Since its early days, Texas distillery Balcones has made waves with stories of its enigmatic founder and uncompromising whiskeys, including a pot still bourbon. Head distiller Jared Himstedt also uses a Forsyth still at the distillery in Waco. The spirit, which won double gold in the 2019 NY International Spirits Competition, is made from a mash of roasted blue corn (used in their popular Baby Blue), Texas wheat, Texas rye, and malted barley. The palate is soft but not too sweet, and the nose offers kettle corn, vanilla, and graham cracker notes. As a new product that’s aged just two years, Balcones’ Pot Still Bourbon is likely to improve as it sits in barrels for even longer periods of time.

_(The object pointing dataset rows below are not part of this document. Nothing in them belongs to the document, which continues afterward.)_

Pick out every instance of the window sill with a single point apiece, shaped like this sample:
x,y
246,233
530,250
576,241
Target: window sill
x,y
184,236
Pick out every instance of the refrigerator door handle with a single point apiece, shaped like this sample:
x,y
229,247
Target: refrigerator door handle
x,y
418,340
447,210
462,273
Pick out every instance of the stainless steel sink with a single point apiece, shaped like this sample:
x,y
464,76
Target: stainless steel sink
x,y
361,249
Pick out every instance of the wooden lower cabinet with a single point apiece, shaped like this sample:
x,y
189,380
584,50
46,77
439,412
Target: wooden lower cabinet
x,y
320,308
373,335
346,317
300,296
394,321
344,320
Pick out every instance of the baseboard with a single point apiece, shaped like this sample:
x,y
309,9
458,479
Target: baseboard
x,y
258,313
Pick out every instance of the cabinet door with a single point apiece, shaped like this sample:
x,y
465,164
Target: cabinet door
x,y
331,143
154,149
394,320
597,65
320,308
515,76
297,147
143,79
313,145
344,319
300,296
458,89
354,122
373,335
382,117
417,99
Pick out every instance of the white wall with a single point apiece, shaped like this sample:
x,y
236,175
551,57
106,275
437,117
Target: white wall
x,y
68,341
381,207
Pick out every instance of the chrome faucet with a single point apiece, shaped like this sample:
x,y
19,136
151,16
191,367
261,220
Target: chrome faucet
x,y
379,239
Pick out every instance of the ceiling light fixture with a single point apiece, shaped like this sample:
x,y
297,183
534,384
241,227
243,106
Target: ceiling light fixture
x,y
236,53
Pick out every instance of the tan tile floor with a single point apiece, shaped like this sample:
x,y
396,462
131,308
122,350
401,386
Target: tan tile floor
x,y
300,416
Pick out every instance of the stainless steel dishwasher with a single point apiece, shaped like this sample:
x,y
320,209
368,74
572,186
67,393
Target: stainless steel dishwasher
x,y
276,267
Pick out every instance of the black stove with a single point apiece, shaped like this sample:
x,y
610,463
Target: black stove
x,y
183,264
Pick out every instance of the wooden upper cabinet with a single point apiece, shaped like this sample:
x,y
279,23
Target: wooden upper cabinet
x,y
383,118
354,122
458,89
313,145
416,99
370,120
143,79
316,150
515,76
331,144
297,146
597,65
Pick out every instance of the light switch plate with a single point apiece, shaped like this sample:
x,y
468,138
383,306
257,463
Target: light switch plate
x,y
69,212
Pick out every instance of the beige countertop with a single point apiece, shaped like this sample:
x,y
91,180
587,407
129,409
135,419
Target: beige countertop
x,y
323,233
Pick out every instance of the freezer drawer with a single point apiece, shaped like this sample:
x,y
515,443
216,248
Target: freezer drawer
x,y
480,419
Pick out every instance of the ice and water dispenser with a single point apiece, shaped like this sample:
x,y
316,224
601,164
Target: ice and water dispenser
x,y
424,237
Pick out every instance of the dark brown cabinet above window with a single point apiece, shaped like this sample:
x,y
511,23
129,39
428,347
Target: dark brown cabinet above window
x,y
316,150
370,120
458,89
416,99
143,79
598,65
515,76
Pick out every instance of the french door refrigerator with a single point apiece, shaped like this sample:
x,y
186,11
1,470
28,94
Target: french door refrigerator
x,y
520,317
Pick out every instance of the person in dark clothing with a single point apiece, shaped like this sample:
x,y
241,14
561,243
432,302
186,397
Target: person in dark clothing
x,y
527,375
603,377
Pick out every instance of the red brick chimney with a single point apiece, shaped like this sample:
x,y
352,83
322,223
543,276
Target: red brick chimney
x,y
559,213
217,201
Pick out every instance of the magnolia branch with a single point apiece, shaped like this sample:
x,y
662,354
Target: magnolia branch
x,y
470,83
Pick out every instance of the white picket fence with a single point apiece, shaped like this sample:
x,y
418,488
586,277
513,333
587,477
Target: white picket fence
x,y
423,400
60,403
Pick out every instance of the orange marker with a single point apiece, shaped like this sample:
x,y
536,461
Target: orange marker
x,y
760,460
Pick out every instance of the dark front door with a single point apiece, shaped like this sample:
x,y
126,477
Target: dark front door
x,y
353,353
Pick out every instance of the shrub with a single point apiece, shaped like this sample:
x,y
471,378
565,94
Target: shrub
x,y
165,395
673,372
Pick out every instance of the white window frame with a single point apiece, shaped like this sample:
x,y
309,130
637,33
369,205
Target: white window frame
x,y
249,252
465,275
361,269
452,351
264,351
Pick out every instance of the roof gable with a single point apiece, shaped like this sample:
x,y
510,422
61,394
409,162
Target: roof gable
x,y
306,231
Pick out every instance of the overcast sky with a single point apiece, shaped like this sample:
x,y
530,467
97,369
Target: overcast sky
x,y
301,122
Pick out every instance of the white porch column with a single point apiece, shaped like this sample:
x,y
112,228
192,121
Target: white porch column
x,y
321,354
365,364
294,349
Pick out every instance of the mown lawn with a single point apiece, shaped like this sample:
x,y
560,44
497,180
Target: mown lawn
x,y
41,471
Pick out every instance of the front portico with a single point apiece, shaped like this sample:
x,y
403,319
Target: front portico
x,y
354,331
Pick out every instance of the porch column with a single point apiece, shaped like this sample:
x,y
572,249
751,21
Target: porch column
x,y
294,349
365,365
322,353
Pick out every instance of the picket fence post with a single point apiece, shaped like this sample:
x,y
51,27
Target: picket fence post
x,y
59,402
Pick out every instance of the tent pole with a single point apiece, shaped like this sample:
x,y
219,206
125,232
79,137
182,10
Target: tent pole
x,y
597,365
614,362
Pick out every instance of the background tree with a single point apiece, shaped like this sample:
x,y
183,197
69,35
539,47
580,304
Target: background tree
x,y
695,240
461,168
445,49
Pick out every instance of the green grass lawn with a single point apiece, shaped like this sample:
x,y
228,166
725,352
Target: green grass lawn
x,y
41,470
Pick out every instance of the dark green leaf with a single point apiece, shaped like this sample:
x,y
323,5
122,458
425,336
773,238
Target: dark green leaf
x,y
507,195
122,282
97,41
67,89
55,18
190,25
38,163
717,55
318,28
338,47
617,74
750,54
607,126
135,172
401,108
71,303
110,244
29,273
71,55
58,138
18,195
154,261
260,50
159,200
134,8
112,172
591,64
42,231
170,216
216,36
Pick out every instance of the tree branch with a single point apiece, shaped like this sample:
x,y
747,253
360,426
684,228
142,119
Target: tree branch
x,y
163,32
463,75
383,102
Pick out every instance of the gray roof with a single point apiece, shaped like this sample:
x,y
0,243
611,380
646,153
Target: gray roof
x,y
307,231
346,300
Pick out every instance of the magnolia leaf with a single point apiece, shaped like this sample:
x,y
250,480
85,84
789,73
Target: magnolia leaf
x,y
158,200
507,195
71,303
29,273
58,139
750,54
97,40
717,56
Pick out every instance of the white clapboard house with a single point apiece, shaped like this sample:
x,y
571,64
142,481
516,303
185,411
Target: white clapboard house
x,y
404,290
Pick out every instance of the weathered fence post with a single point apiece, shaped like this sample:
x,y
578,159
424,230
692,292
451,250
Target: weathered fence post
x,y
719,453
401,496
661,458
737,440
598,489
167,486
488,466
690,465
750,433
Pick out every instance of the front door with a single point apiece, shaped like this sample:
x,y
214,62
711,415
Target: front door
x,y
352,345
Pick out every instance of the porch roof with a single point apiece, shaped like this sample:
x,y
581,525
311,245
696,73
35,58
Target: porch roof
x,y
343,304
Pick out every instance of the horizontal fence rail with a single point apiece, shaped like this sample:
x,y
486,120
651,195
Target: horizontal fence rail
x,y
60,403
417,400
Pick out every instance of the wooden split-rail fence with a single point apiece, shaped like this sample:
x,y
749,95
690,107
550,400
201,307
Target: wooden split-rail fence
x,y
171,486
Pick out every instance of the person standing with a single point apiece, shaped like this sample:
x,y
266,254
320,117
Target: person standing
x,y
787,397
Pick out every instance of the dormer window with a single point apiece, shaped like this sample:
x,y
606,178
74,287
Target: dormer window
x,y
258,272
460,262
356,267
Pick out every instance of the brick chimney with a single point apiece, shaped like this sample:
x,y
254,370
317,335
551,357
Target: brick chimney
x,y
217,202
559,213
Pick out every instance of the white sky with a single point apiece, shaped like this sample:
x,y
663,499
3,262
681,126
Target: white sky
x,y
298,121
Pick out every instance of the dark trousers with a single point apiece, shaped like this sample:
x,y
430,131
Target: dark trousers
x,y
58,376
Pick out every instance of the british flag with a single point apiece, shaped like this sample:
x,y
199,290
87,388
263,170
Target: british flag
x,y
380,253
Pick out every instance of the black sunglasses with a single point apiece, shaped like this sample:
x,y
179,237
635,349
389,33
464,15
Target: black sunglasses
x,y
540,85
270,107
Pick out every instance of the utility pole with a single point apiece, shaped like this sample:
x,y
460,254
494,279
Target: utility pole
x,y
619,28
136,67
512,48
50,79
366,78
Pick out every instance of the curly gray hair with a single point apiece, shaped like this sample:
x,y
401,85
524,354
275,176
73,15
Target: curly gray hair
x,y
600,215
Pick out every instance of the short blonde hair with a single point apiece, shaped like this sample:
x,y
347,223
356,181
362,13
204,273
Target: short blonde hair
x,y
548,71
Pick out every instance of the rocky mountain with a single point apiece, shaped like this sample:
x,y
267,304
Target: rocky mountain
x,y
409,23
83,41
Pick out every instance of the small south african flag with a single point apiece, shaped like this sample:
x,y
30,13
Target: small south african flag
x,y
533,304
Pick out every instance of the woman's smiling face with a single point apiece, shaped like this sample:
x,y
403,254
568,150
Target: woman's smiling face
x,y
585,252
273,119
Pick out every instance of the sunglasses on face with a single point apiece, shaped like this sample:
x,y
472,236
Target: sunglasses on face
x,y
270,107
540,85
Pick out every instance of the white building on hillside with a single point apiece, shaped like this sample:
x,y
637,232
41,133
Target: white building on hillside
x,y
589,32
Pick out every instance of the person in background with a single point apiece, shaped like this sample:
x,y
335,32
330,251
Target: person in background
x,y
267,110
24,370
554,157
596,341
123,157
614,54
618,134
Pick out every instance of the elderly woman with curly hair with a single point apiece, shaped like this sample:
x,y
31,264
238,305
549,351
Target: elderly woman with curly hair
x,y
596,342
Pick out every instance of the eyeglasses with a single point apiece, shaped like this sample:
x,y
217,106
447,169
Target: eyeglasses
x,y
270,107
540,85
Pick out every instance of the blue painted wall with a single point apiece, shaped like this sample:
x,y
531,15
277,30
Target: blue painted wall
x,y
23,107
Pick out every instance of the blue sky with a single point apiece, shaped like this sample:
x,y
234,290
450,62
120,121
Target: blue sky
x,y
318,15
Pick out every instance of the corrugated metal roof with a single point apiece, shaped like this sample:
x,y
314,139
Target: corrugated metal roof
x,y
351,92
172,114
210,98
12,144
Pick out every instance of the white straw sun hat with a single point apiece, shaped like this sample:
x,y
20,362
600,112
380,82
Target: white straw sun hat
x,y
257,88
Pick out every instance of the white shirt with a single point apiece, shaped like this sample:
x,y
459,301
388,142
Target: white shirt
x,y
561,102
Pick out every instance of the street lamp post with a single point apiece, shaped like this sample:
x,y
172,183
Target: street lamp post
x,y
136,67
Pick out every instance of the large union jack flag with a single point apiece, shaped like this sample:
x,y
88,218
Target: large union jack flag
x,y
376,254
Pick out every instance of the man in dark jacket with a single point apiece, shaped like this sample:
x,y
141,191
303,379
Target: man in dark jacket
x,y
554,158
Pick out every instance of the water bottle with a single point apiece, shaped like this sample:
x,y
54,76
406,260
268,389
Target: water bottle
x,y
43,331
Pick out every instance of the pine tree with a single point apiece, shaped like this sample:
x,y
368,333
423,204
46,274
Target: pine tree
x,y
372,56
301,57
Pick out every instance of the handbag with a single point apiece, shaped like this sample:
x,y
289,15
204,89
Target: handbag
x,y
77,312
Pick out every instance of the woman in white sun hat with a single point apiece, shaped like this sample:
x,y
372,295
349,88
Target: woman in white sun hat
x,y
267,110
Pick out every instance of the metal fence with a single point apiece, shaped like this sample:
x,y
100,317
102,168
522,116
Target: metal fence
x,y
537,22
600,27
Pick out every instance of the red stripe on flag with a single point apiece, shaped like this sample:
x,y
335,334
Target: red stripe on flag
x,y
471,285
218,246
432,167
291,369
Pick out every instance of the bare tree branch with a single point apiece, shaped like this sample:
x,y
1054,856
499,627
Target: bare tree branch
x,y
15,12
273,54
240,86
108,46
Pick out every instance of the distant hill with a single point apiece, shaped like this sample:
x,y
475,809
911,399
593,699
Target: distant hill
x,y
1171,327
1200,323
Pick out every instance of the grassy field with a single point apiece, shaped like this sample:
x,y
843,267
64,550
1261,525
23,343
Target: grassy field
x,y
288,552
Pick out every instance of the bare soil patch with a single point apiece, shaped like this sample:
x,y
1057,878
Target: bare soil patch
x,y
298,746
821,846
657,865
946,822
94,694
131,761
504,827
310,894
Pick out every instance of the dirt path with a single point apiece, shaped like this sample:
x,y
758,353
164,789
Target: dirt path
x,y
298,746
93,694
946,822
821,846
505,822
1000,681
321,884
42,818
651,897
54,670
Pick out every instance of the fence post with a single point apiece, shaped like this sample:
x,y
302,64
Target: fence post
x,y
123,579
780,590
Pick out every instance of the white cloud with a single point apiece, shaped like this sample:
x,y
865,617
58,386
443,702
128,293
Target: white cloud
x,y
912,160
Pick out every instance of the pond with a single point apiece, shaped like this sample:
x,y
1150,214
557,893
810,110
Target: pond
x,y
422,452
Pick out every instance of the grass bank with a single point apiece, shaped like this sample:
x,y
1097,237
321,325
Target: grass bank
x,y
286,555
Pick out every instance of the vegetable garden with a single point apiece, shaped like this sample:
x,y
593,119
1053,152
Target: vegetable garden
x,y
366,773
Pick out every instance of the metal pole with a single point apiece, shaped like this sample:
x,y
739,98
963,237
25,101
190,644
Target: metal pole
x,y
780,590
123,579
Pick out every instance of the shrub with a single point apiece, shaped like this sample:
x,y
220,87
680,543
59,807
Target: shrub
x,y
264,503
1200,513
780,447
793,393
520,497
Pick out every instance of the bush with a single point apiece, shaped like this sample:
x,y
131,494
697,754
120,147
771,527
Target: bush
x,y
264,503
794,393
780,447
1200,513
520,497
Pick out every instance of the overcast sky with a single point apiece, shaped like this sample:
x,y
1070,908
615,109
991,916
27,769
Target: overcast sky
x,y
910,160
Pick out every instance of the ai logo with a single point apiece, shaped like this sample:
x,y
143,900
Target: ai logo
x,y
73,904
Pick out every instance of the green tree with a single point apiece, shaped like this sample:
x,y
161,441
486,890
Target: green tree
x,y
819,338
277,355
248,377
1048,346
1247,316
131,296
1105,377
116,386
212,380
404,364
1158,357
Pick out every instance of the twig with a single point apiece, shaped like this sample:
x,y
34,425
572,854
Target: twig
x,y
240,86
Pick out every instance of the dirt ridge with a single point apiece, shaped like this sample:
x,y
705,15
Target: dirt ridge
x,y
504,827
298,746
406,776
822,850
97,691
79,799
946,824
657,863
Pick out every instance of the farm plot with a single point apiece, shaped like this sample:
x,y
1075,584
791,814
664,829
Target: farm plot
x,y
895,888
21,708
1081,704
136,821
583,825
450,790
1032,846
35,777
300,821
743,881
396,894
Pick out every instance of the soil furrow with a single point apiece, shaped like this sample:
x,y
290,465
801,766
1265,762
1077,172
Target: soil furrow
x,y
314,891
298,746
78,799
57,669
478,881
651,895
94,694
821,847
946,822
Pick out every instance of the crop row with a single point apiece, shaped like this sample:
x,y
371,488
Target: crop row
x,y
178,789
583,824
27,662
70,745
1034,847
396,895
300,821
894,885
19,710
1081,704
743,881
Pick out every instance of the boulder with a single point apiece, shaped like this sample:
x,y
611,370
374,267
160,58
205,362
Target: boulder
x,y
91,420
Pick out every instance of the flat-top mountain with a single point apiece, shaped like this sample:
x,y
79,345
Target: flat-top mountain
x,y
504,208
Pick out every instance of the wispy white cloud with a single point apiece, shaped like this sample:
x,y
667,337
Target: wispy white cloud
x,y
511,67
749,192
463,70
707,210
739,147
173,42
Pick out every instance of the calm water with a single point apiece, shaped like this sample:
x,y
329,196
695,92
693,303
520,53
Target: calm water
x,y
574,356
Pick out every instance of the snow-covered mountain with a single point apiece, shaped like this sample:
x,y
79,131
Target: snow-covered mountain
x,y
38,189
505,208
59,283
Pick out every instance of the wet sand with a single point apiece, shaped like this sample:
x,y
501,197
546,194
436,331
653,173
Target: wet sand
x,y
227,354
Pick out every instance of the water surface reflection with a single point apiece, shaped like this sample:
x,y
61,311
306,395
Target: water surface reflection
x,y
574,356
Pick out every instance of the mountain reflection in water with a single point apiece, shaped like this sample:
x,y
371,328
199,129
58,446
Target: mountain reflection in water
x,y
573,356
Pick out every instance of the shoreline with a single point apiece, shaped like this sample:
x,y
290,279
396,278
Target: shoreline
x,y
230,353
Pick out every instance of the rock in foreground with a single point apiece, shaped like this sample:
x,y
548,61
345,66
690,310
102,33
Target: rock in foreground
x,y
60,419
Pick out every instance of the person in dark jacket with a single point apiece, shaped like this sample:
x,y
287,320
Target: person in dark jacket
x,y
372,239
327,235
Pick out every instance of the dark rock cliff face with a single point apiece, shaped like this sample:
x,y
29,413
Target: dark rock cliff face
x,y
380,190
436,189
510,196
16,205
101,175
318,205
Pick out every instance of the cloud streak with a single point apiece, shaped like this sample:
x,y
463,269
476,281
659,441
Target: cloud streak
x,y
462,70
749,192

Low Gap Bourbon, produced at Tamar Distillery, is a unique offering in more ways than one. First and foremost, the distiller behind this product, Crispin Cain, doesn’t produce out of his own facility; Low Gap is made at Germain-Robin Distillery in Ukiah, California on an antique Cognac still (their XO brandy won gold in the 2019 NYISC). The spirit is proofed down with filtered rainwater, and the mash bill consists of bourbon, malted barley, and malted rye. Cain apprenticed at Germain-Robin and uses 500-year-old Cognac production methods to make his bourbon, which is reflected in the nuanced aromatics and flavor.
Pot still bourbons offer interesting flavors and unique tasting opportunities. Those who are interested in expanding their drinking horizons would do well to pick up a bottle and explore this full-flavored bourbon variation.